Décollage économique sous-régional. Le Tchad attend la main tendue du Cameroun

Pour dynamiser son processus économique, le Tchad, dans le cadre de la collaboration Sud-Sud, s’est tourné vers son voisin le Cameroun. Au menu, l’amplification du réseau électrique, l’extension du réseau routier et ferroviaire entre les deux États et la construction du pont sur le fleuve Logone.

Charles ABEGA

Voilà certainement un exemple que beaucoup d’Etats africains devront suivre dans la quête d’épanouissement économique qui motive tous les mouvements politico-économiques sur le continent, aussi bien sur un plan global que dans les blocs sous régionaux. Le Tchad, dont la quasi-totalité des importations dépend du Port autonome de Douala, a compris que l’aménagement à l’optimum des voies de communication entre la capitale économique du Cameroun et le territoire tchadien, constituerait la priorité principale dans sa marche vers le développement. Et heureusement dirait-on, il y a en face une volonté manifeste des autorités politiques camerounaises, largement favorable à une intégrité sous régionale effective. La preuve, la construction du Pont sur le fleuve Logone est financée à 58% par le Cameroun tandis que le Tchad qui en est le principal bénéficiaire contribue à hauteur de 42%, pour un coût total du projet estimé à 92 milliards de Fcfa. Ceci consiste au final en la construction d’un pont à poutres précontraintes par post-tension de 700 m sur le fleuve Logone, entre Bongor dans le sud du Tchad et Yagoua dans l’Extrême-Nord du Cameroun, avec l’aménagement d’une route bitumée de raccordement sur environ 10 km, de part et d’autre du pont. Il est par ailleurs prévu des aménagements connexes incluant la protection des berges du fleuve Logone, l’établissement d’un poste de pesage moderne, la construction d’un poste frontière formel, et l’établissement d’une voie de contournement de la ville de Yagoua sur environ 8 km avec quatre giratoires. C’est l’un des projets intégrateurs majeurs de la sous-région.

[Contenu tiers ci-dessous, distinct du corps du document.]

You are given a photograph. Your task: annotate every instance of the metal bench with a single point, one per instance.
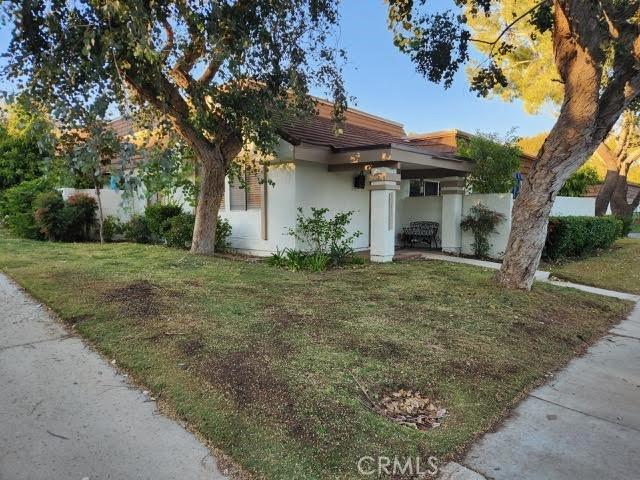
(420, 232)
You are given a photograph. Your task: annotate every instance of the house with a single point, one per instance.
(373, 168)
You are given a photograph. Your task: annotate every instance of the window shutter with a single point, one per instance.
(254, 192)
(238, 198)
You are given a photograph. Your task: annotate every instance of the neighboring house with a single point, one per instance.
(632, 191)
(372, 168)
(387, 178)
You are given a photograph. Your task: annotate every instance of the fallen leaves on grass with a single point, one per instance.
(406, 407)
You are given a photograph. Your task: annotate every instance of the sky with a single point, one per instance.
(384, 83)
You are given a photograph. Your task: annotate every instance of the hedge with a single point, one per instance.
(579, 236)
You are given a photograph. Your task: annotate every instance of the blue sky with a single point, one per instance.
(384, 83)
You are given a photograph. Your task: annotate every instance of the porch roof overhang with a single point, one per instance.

Et à l’instar du pont, il y a la ligne de chemin de fer Cameroun-Tchad qui sont des projets visant à renforcer et à améliorer les relations entre le Tchad et le Cameroun, et par extension entre les pays de la sous-région, renforçant ainsi la libre circulation des personnes et des biens entre les deux Etats. Il permettra ainsi de promouvoir les échanges commerciaux, d’assurer une traversée sécurisée du fleuve en tout temps, et de faciliter le rapprochement entre les deux peuples. Dans la même lancée, les autorités de Yaoundé ont accepté de contribuer à l’amplification du réseau électrique de son voisin, en acceptant un accord d’interconnexion électrique entre les deux pays.

Ce projet, tel qu’envisagé, comprend d’une part le tronçon Ngaoundéré-Maroua (Cameroun)-N’Djamena (Tchad) d’environ 700 kilomètres, ainsi qu’une bretelle Maroua (Cameroun)-Mogrom-N’Djamena (Tchad) d’environ 250 kilomètres, pour ce qui concerne l’interconnexion proprement dite, et, d’autre part, le volet électrification rurale le long des couloirs des lignes de transport.

Il comporte également la réhabilitation de la centrale hydroélectrique de Lagdo et la construction de la centrale hydroélectrique de Bini à Warak (Cameroun), la construction de ligne de transport d’énergie haute tension et des ouvrages associés.

Selon l’étude réalisée par cette institution, d’un coût hors taxes estimé à 3,060 millions d’unités de compte (UC), l’interconnexion sera financée par un don et un prêt FAD à hauteur d’un montant cumulé de 2,5 millions d’UC.

Pour leur part, le Cameroun et le Tchad fourniront 0,56 millions d’UC constituées essentiellement de la valorisation des salaires des fonctionnaires dédiés à la réalisation de l’étude, ainsi que les différents locaux et salles mis à disposition pour les réunions de suivi et validation de l’étude.